Wielkopostne Rekolekcje Internetowe – świadectwa uczestników

Bartek: Chciałbym podziękować za piękną konferencję o Miłosierdziu na rekolekcjach wielkopostnych. Bardzo mnie ona poruszyła. Tym bardziej, że parę lat temu sam dostąpiłem łaski umywania mi nóg przez kapłana w Wielki Czwartek, w wypełnionym po brzegi kościele. A konkretnie jednej nogi, bo drugą musiałem oddać Bogu 25 lat temu na ofiarę za uratowanie mojego życia (Mt 18,8).  Po  konferencji zapragnąłem zostać człowiekiem eucharystycznym.

Martyna: Chciałabym się podzielić refleksjami z wielkopostnych rekolekcji internetowych „Jezu, Eucharystio, życie mej duszy”. Może zacznę od tego, że, gdy spojrzałam na rozkład rekolekcji proponowanych na ten rok, pomyślałam, że nie ma możliwości, bym wzięła  udział w marcowych, głównie ze względu na pracę zawodową i ograniczenia czasowe, konieczność skorzystania z następnego urlopu.
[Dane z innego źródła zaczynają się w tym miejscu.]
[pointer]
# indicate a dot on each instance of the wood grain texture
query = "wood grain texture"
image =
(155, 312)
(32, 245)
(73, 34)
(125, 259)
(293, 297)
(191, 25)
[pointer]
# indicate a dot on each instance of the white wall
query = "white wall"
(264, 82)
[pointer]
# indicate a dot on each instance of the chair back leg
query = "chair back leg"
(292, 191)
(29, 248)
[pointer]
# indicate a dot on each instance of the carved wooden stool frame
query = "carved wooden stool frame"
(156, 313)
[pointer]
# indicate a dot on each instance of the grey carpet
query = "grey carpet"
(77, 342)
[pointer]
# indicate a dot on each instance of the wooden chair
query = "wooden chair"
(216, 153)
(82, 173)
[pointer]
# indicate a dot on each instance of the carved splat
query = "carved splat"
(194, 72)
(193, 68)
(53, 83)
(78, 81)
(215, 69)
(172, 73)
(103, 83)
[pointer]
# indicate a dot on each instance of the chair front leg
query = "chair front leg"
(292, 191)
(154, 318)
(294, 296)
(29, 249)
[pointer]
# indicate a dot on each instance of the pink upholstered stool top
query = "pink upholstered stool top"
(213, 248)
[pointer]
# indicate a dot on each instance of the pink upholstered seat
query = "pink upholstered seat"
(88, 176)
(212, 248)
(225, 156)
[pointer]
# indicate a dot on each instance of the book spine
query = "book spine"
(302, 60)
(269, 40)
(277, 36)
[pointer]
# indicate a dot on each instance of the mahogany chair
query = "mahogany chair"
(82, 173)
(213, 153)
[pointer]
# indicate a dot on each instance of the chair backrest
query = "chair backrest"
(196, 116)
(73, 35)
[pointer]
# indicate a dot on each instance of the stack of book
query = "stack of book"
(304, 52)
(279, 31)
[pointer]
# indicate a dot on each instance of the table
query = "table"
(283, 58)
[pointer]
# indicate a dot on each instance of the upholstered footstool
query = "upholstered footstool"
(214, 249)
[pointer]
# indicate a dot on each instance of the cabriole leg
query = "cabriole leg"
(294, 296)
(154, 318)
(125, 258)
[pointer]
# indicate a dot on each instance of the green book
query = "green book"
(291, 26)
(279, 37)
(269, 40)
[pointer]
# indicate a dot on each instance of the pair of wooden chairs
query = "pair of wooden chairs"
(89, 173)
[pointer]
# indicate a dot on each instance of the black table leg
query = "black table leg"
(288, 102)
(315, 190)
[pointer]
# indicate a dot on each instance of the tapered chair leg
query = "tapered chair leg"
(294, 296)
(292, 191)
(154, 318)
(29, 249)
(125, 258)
Po raz kolejny Pan Bóg przekonał mnie, iż nie ma dla Niego nic niemożliwego i mogę się zdać całkowicie na Niego, bo sam wie, które nauki rekolekcyjne są dla mnie najlepsze.

Chociaż od jakiegoś czasu uświadamiałam sobie, że w Hostii Świętej jest Pan, lecz nigdy w takim stopniu, jak podczas konferencji. Nie łączyłam też faktów cudów eucharystycznych z tym, że podobne cuda dzieją się podczas każdej konsekracji. Myślę, że świadomość tego, to wielkie dobro, którym zostałam obdarowana wraz z innym uczestnikami rekolekcji. W ciągu tych trzech dni przypominałam sobie o dobroci Bożej, o tym, jak wielka miłość i łaska wypływają z wydarzeń w wieczerniku, z ofiary tamtej i podczas każdej Mszy Świętej. Tylko tyle i aż tyle.

Oprócz darów wynikający z medytacji otrzymałam znacznie więcej – głęboki pokój i pojęcie niektórych moich niedociągnięć.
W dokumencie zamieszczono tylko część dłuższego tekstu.